Monday Morning Cup of Coffee takes a look at news coming across HousingWire's weekend desk, with more coverage to come on bigger issues.

Six regional Federal Reserve presidents speak this week: Richard Fisher, Gerald Plosser, Jeffrey Lacker, Charles Evans, Dennis Lockhart and Ben Bernanke about their respective regions.

It’s going to be interesting to see what they have to say about December’s abysmal jobs numbers. Most watchers think the Fed will shrug off December’s numbers and stick to the tapering off from $85 billion a month in bond and Treasurys purchases with newly printed money but here are some naysayers.

The Beige book and retail sales numbers may tell the tale better and give a better idea how seriously bad December was. Those are coming out Wednesday.

JPMorgan Chase, Bank of America, Citi, Goldman Sachs and Morgan Stanley report earnings this week. According to MarketWatch, "big banks are expected to bust out some of the best bottom-line results of the season." It's good news for the short term, but also means the nation's economic success hinges on the financial sector. Should the financial sector take a turn for the worse, so too would the economy. Additionally, nearly nine out of 10 earning predictions for companies in other sectors are negative, the article states.

Business Insider prediction are even less positive, stating "the biggest banks in the US are expected to report falling revenue for the final quarter of last year as loan activity slows and results are dragged lower by potential fines from regulators." The negative outlook is based on falling loan revenues, the article states before wandering into the unrelated issue of employee bonuses. Stangely, the article cites no credible sources for its findings. And, reading to the end, claims the aritlce appear first in the British publication, the Daily Telegraph, but without providing a direct link.

Other economic indicators to watch for this week include U.S. Consumer Price Index and weekly jobless claims.

Friday should provide a read on housing starts, industrial production, and U.S. consumer sentiment.

Batten down the hatches, it’s going to be choppy waters this week.

Bank of America Merrill Lynch released a benign, but slightly depressing report, on residential mortgage-backed securities, courtesy of analyst Chris Flanagan.

In his update, he writes, "declining labor participating likely signals both low mortgage production and benign technical conditions in the MBS market."

He adds that, "We are underweight the MBS basis, but due to benign technicals, we do not anticipate significant widening."

Flanagan says the CMBX and ABX are rallying due to the fact that the labor report has the effect of telling the market "bad news is good news."

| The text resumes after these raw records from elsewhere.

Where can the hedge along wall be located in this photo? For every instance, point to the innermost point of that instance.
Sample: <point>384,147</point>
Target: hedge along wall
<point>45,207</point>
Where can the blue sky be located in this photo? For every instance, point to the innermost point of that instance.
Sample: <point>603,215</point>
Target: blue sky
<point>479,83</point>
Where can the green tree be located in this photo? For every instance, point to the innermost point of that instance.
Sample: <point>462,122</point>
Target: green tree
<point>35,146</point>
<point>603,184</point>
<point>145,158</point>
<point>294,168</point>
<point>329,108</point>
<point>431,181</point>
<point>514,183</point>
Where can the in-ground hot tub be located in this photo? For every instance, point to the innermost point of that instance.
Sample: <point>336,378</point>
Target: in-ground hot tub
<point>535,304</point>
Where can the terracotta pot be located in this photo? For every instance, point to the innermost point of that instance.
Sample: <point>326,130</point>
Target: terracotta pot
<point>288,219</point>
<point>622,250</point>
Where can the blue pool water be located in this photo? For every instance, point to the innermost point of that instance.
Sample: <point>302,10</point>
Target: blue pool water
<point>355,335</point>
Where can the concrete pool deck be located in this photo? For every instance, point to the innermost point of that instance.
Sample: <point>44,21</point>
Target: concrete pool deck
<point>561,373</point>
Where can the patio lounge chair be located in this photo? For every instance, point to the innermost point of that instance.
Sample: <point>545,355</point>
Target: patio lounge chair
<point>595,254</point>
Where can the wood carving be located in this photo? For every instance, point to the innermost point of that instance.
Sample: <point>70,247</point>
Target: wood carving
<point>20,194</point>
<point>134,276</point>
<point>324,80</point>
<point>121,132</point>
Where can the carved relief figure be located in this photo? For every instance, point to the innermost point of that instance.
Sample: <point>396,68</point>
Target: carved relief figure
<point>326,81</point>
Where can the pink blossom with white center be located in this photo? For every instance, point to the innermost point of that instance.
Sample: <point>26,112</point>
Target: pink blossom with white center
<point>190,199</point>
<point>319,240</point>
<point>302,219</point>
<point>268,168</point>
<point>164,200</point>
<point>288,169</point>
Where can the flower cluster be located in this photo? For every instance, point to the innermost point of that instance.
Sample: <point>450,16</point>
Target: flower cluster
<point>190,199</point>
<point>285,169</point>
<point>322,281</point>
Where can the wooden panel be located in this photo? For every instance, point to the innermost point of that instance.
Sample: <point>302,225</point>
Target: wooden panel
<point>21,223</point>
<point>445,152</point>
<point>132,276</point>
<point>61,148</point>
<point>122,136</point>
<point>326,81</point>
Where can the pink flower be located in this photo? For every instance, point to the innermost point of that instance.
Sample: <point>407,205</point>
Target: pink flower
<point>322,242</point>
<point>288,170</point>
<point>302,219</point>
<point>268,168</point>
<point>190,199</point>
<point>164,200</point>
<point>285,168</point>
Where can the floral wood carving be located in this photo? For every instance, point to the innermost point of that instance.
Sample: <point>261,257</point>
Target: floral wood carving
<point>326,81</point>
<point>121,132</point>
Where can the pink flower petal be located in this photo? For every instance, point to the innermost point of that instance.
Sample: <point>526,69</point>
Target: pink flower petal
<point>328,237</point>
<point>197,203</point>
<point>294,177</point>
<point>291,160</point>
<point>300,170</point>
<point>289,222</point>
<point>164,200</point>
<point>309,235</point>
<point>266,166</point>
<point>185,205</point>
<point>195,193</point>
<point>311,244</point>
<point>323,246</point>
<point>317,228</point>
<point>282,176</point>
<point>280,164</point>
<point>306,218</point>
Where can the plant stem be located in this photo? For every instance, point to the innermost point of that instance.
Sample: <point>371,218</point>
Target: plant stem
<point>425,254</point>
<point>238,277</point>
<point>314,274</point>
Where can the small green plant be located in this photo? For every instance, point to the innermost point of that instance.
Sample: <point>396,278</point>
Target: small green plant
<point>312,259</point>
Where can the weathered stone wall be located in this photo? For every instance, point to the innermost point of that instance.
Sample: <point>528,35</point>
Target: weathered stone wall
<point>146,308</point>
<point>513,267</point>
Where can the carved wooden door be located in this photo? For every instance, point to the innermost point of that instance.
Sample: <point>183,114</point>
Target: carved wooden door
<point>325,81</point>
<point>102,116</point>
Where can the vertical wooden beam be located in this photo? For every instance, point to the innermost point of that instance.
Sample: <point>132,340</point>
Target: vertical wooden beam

If you think interest-rate only mortgages are going away with the new lending rules in place, think again. They are here to stay, but only for well-off borrowers with jumbo mortgages. As the LA Times reports, lenders still have an interest in giving the wealthy jumbo loans where they only pay interest for a while. Essentially these borrowers put a great deal of money down, but only want interest-only loans for a certain period of time. This allows them to use their cash-rich coffers to fund other investments.

No banks closed for the week ending Jan. 10, according to the Federal Deposit Insurance Corp.'s website.